Most exciting of all, we've had contributions from a number of other people
already, and I'm looking forward to this project growing to meet the needs
of the open science community!
Taking a step back: why OSF, and why a command-line client?
I talked a bit about "why OSF?" in a previous blog post, but the short version is that it's a globally accessible place to store files for science, and it works well for that! It fits a niche that we haven't found any other solutions for - free storage for medium size genomics files - and we're actively exploring its use in about a dozen different projects.
Our underlying motivations for building a command-line client for OSF were several:
-
we often need to retrieve full folder/directory hierarchies of files for research and training purposes;
-
frequently, we want to retrieve those file hierarchies on remote (cloud or HPC) systems;
-
we're often grabbing files that are larger than GitHub supports;
-
sometimes these files are from private projects that we cannot (or don't want to) publicize;
Here, the Open Science Framework was already an 80% solution (supporting folder hierarchies, large file storage, and a robust permissions system), but it didn't have a command-line client - we were reduced to using curl
or wget
on individual files, or (in theory) writing our own REST queries.
Enter osfclient
!
Using osfclient, a quickstart
(See "Troubleshooting osfclient installs" at the bottom if you run into any troubles running these commands!)

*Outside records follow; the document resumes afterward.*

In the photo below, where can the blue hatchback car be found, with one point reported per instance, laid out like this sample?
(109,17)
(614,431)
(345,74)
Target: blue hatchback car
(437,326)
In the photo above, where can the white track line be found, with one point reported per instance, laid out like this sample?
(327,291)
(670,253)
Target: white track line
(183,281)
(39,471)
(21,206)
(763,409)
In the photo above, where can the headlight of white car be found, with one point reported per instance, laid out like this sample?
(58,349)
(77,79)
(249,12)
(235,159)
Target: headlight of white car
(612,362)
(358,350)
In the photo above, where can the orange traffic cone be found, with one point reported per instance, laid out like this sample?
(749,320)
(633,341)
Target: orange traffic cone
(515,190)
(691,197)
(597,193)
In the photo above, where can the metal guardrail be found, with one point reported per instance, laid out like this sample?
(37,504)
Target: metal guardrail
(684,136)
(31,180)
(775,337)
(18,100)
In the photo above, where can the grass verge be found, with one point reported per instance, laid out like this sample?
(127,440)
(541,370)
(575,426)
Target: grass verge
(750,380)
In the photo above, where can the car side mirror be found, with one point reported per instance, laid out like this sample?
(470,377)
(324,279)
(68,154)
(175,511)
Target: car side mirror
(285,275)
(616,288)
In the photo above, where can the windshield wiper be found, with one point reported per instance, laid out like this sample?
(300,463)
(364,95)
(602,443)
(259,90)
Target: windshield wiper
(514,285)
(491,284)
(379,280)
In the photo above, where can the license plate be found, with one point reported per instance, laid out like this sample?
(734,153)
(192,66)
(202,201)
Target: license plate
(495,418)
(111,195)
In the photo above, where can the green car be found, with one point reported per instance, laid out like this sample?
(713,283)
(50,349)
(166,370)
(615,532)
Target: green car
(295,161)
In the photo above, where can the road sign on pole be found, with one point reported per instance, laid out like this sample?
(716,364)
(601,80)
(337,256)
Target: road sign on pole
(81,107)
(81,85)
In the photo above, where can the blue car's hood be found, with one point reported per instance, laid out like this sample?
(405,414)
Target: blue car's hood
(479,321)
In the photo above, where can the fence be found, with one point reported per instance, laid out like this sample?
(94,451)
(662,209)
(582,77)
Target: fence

In a Python 3 environment, do:
and then execute:
This will go to the osfclient test project on http://osf.io, and download all the files that are part of that project -- if you execute:
you should see:
fuqsk
fuqsk/figshare
fuqsk/figshare/this is a test text file
fuqsk/figshare/this is a test text file/hello.txt
fuqsk/googledrive
fuqsk/googledrive/google test file.gdoc
fuqsk/googledrive/googledrive-hello.txt
fuqsk/osfstorage
fuqsk/osfstorage/hello.txt
fuqsk/osfstorage/test-subfolder
fuqsk/osfstorage/test-subfolder/hello-from-subfolder.txt
which showcases a particularly nice feature of the OSF that I'll talk about below.
A basic overview of what osfclient did
If you go to the project URL, http://osf.io/fuqsk, you will see a file storage hierarchy that looks like so:
What osfclient is doing is grabbing all of the different storage files and downloading them to your local machine. Et voila!
What's with the 'figshare' and 'googledrive' stuff? Introducing add-ons/integrations.
In the above, you'll notice that there are these subdirectories named figshare
and googledrive
. What are those?
The Open Science Framework can act as an umbrella integration for a variety of external storage services - see the docs. They support Amazon S3, Dropbox, Google Drive, Figshare, and a bunch of others.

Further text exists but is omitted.